Millionaire journalist and former evangelical preacher Sam Eckert is offering $1.7 million to anyone who can prove that the Wuhan coronavirus can cause disease.
It should be noted that it is not the existence of the virus that is in doubt, but that it causes death to those who are infected with it.
What this means is that Eckert is specifically asking for proof based on the isolation of the virus according to Koch’s postulates. This set of principles was derived from German physician Robert Koch’s Nobel Prize-winning work on tuberculosis in 1905.
Italian journalist Cesare Sacchetti added that to date, nobody has been able to win Eckert’s challenge, reiterating that the virus does not meet classical requirements that have been established by Koch.
Understanding Koch’s postulates
The four basic postulates are as follows:
- The microorganism must be found in diseased individuals, but not healthy ones.
- The microorganism must be isolated from the host with the disease and grown in pure culture.
- Inoculation of a healthy individual with the microorganism will result in the reproduction of the disease.
- The microorganism must be recoverable from the infected individual and should match the original microorganism.
These postulates are related to the ability of a microorganism to cause disease but do not necessarily prove the existence of the microorganism itself. Eckert claims that no one has yet proven that the novel coronavirus met the requirements as a disease-causing agent.
A causal relationship between microorganism and disease
There are limitations to Koch’s postulates; however, they are still a useful benchmark in judging whether or not there is a cause-and-effect relationship between microorganisms and clinical disease. (Related: The biggest lie of this coronavirus hoax is that the state cares about any of you.)

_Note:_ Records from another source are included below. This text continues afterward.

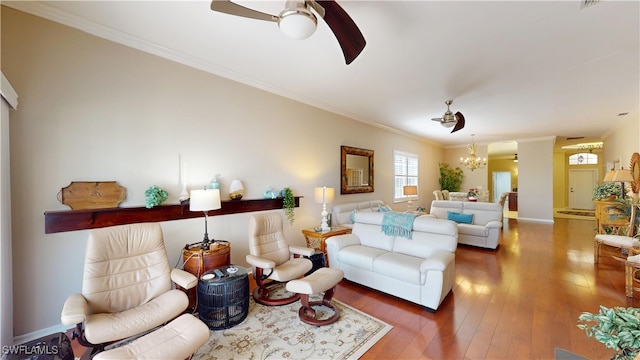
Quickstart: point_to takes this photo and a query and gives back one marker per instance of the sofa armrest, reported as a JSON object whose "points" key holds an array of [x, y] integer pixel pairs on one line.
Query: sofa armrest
{"points": [[260, 262], [303, 251], [340, 241], [437, 261], [183, 278], [494, 224], [74, 310]]}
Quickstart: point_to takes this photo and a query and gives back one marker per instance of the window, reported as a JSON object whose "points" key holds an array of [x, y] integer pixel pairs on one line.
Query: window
{"points": [[583, 159], [405, 172]]}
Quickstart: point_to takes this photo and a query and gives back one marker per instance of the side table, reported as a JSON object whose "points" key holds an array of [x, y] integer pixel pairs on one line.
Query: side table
{"points": [[223, 297], [316, 239], [197, 261]]}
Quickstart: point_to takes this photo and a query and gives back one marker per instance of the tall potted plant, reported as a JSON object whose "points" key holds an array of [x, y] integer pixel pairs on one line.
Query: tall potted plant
{"points": [[617, 328], [450, 178], [289, 204]]}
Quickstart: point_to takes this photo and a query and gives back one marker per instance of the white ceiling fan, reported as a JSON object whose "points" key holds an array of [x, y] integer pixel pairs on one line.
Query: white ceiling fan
{"points": [[449, 119]]}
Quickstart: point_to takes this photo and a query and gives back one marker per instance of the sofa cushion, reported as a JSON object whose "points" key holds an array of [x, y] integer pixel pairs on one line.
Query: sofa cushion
{"points": [[358, 256], [439, 208], [460, 218], [475, 230], [402, 267]]}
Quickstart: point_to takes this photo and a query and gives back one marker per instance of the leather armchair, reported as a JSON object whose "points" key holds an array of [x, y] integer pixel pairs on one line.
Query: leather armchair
{"points": [[127, 286], [273, 260]]}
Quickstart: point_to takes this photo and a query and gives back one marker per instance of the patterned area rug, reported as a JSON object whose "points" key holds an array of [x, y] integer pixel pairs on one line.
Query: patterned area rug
{"points": [[276, 332], [577, 212]]}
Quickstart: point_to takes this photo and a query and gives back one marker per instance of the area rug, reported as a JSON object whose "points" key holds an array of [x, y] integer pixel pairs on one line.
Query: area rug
{"points": [[577, 212], [276, 332]]}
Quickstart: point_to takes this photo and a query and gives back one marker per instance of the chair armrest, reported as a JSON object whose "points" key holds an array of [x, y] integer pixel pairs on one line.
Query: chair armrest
{"points": [[303, 251], [260, 262], [183, 278], [494, 224], [74, 310]]}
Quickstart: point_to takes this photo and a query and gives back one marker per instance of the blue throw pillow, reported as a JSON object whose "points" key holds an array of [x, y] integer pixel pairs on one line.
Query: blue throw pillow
{"points": [[460, 218]]}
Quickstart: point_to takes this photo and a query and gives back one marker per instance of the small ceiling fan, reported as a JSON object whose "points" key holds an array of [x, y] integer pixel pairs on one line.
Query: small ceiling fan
{"points": [[298, 22], [450, 119]]}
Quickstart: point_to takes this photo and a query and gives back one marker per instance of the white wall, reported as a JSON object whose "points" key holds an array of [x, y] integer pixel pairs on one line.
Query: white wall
{"points": [[535, 179], [8, 100], [93, 110]]}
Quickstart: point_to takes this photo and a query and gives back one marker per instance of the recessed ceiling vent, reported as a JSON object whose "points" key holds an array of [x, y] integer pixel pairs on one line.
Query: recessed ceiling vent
{"points": [[587, 3]]}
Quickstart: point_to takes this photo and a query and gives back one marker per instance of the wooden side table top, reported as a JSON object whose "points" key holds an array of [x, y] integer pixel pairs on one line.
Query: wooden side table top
{"points": [[315, 239]]}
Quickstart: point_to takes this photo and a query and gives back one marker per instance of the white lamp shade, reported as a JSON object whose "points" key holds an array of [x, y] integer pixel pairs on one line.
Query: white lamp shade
{"points": [[410, 190], [324, 195], [205, 200]]}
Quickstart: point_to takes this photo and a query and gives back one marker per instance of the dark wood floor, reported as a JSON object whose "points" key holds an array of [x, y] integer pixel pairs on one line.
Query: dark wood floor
{"points": [[519, 302]]}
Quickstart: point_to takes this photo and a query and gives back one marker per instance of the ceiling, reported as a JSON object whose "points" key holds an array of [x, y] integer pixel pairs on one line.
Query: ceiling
{"points": [[516, 70]]}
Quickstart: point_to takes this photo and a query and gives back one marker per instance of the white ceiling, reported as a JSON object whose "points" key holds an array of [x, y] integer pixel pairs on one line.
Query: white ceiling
{"points": [[516, 70]]}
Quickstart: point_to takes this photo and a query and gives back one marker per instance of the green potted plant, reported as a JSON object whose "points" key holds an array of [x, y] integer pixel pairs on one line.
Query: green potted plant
{"points": [[155, 196], [606, 191], [617, 328], [288, 204], [450, 178]]}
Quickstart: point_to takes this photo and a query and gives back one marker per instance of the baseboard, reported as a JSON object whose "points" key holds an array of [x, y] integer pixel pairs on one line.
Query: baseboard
{"points": [[545, 221], [21, 339]]}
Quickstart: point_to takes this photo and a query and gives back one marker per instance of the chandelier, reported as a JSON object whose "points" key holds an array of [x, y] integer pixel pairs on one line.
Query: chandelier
{"points": [[473, 162]]}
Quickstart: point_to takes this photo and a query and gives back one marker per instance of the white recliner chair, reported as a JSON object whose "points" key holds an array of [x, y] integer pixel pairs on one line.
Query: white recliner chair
{"points": [[274, 261], [127, 290]]}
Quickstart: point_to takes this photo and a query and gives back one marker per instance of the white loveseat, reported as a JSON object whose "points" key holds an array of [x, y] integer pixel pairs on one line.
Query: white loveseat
{"points": [[420, 269], [485, 229], [341, 213]]}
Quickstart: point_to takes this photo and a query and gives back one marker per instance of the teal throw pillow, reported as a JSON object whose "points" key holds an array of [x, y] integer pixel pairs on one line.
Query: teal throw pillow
{"points": [[460, 218]]}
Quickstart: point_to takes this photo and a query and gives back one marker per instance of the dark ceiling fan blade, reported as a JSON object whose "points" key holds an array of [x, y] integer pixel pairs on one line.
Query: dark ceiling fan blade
{"points": [[459, 122], [231, 8], [344, 28]]}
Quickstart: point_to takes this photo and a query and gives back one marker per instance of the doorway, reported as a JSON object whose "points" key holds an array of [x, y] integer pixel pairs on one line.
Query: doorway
{"points": [[581, 185], [501, 183]]}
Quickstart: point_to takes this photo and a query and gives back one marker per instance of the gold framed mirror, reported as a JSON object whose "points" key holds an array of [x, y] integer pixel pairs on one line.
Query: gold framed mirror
{"points": [[356, 170], [635, 172]]}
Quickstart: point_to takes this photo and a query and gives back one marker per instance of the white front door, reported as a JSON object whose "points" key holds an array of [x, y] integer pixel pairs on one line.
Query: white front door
{"points": [[501, 183], [581, 185]]}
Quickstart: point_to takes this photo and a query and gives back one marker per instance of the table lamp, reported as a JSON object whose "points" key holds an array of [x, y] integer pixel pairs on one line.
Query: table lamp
{"points": [[324, 195], [205, 200], [408, 191]]}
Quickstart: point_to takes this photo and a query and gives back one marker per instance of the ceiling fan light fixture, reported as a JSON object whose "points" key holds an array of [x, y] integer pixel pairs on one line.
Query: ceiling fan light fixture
{"points": [[298, 23]]}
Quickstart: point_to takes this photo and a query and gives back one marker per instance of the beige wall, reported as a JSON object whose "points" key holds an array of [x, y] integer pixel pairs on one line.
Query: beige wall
{"points": [[95, 110]]}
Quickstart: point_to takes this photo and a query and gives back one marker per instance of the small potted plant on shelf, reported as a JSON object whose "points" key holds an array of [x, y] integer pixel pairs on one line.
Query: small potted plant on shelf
{"points": [[450, 178], [288, 204], [618, 328], [606, 191], [155, 196]]}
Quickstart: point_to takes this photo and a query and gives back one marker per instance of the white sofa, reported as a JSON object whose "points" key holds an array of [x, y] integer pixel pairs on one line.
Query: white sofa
{"points": [[420, 269], [341, 213], [485, 229]]}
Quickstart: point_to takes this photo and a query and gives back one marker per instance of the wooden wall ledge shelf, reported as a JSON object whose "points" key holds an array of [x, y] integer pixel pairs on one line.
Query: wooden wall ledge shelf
{"points": [[70, 220]]}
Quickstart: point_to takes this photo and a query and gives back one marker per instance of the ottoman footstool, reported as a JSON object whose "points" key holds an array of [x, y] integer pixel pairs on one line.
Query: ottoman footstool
{"points": [[179, 339], [323, 279]]}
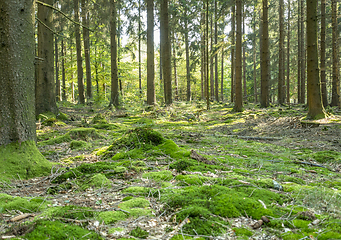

News outlets discussing Eckert’s challenge also cited a story claiming that a team of esteemed immunologists and virologists from seven different universities tested at least 1,500 samples of individuals who tested for COVID-19 using electron microscope technology and found no evidence of the coronavirus within any of the samples.
“When my lab team and I subjected the 1500 supposedly positive Covid-19 samples to Koch’s postulates and put them under an SEM (electron microscope), we found NO Covid in all 1500 samples. We found that all 1500 samples were primarily Influenza A and some Influenza B, but no cases of Covid,” said Dr. Derek Knauss, one of the immunologist-virologist involved in the study.
The Centers for Disease Control and Prevention (CDC) itself admitted that they could not irrefutably prove the existence of the novel coronavirus disease in people who tested positive for COVID-19.
In their official documents, the CDC stated that one of the major limitations of the PCR test is that the detection of viral RNA may not indicate the presence of the virus or that the 2019 nCoV is the causative agent for the symptoms. They also added that the test could not rule out diseases caused by other bacterial or viral pathogens.
Still, despite questions regarding the validity of the COVID-19 testing, officials from around the globe continue to demand mandates for people to participate freely in society.
Among these, one U.S. state has made a powerful statement in opposition to these violations of bodily autonomy. Governor Greg Gianforte from Montana became the first state to ban vaccination mandates as a condition for employment. The new law stated that requiring vaccination is considered discrimination and a violation of human rights laws.
“While the governor continues to encourage Montanans to receive safe and effective vaccines, doing so is voluntary, and no individual should face discrimination based on vaccination status,” said Brooke Stroyke, spokesperson for the governor.